Verizon Communications (NYSE: VZ) shares are down more than 6% in 2010 while the Dow Jones industrial average is slightly positive. For investors who are attracted to its 6.4% dividend yield, Verizon may look like a pretty good buying opportunity. On the positive side, its forward price-to-earnings ratio looks relatively cheap at 12.8 and is trading near its 52-week low. Verizon's wireless business is generating a whopping $12 billion in free cash flow. Plus, rumors persist that the iPhone will finally come to Verizon in November or January. So Verizon's forward-looking valuation combined with the potential iPhone catalyst might argue that Verizon is a lock to outperform the Dow moving forward -- providing investors with both an attractive dividend and capital appreciation opportunity.

But hold on just a minute.

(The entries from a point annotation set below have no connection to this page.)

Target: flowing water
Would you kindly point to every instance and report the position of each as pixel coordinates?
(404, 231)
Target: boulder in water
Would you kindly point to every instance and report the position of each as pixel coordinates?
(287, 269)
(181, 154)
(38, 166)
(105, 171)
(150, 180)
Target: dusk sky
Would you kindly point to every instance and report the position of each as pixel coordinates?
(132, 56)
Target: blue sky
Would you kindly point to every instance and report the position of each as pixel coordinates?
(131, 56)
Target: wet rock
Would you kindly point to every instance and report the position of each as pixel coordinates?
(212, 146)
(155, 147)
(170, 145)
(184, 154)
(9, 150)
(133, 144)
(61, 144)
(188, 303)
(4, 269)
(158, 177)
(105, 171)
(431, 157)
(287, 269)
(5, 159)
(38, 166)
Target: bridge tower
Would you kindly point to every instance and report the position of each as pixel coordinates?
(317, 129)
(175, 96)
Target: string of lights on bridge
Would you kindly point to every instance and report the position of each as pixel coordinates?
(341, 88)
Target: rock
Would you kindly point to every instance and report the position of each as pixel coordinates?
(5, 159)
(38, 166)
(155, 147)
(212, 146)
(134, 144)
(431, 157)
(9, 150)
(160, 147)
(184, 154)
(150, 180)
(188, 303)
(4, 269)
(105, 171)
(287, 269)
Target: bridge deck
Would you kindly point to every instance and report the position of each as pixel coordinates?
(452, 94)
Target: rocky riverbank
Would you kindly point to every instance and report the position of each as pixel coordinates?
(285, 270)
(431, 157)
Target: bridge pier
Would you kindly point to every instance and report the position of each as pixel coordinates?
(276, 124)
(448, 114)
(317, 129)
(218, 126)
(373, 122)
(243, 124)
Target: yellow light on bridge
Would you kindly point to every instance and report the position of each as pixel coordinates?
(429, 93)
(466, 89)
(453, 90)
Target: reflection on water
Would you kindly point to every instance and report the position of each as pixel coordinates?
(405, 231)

On the negative side, Verizon's trailing price-to-earnings ratio looks positively expensive at 113, light years higher than the industry average of 18.2. And Verizon's payout ratio (the percentage of a company's net income that is used to pay its dividend) is listed at a whopping 728%.  This suggests that Verizon will need to free up cash from its wireless business unit to maintain such an attractive dividend. But Verizon won't be able to grab all of the $12 billion because Vodafone (Nasdaq: VOD) owns 45% of Verizon's wireless unit.

So color the situation for Verizon a bit murky. Will the positives lift Verizon's share price, or will the negatives create a drag on share prices and even put its healthy dividend at risk?

We asked our Motley Fool CAPS community to nominate two Telecommunication Services peers that are likely to outperform Verizon.

And the nominees are
Our 165,000-plus-member CAPS community views America Movil (Nasdaq: AMX), Latin America's largest mobile carrier, as a better opportunity among similarly sized companies in telecommunications. America Movil is a five-star stock (the highest rating given by our CAPS community), and Verizon currently stands as a four-star stock.  CAPS member judged333 succinctly summarizes the general CAPS community sentiment in a February comment: "I'll tolerate the volatility for the potential growth this offers in an emerging market."

America Movil's forward P/E is 12.1 and trailing P/E is 14.3 (both better than Verizon), but provides a paltry 0.5% dividend yield. So, America Movil won't be attractive to the dividend investor, but it could be a better opportunity for capital appreciation. America Movil's free cash flow margin (defined as FCF / trailing-12-month revenue), is among the highest of its peer group, with 23% of its revenue turning into free cash flow (vs. 14% for Verizon). With plenty of growth potential in the emerging Latin American market, America Movil could have lots of upside. The company has been aggressively positioning itself to dominate the future 4G wireless network market in Mexico. And earlier this year, America Movil announced plans to acquire landline and broadband companies Telefonos de Mexico (NYSE: TMX) and Telmex Internacional (NYSE: TII) to offer bundled wireless, fixed-line, Internet, and TV. In June, America Movil assumed primary ownership of both companies. Whether America Movil delivers for shareholders probably depends on how successfully it integrates these two companies and whether the future 4G and wireless data are a catalyst for the next phase of growth in the business.

Another alternative for Verizon investors is Vodafone. As mentioned above, Vodafone owns 45% of Verizon's wireless business and stands to benefit handsomely when Verizon's wireless unit starts to put all that free cash flow back into the business. The stock offers a 5.6% dividend yield with a payout ratio of 48%. And Vodafone's current and forward P/E is about 9. Given that its valuation looks a bit more attractive than either Verizon or America Movil, Vodafone might provide the best combination of attractive dividend and attractive capital appreciation opportunity.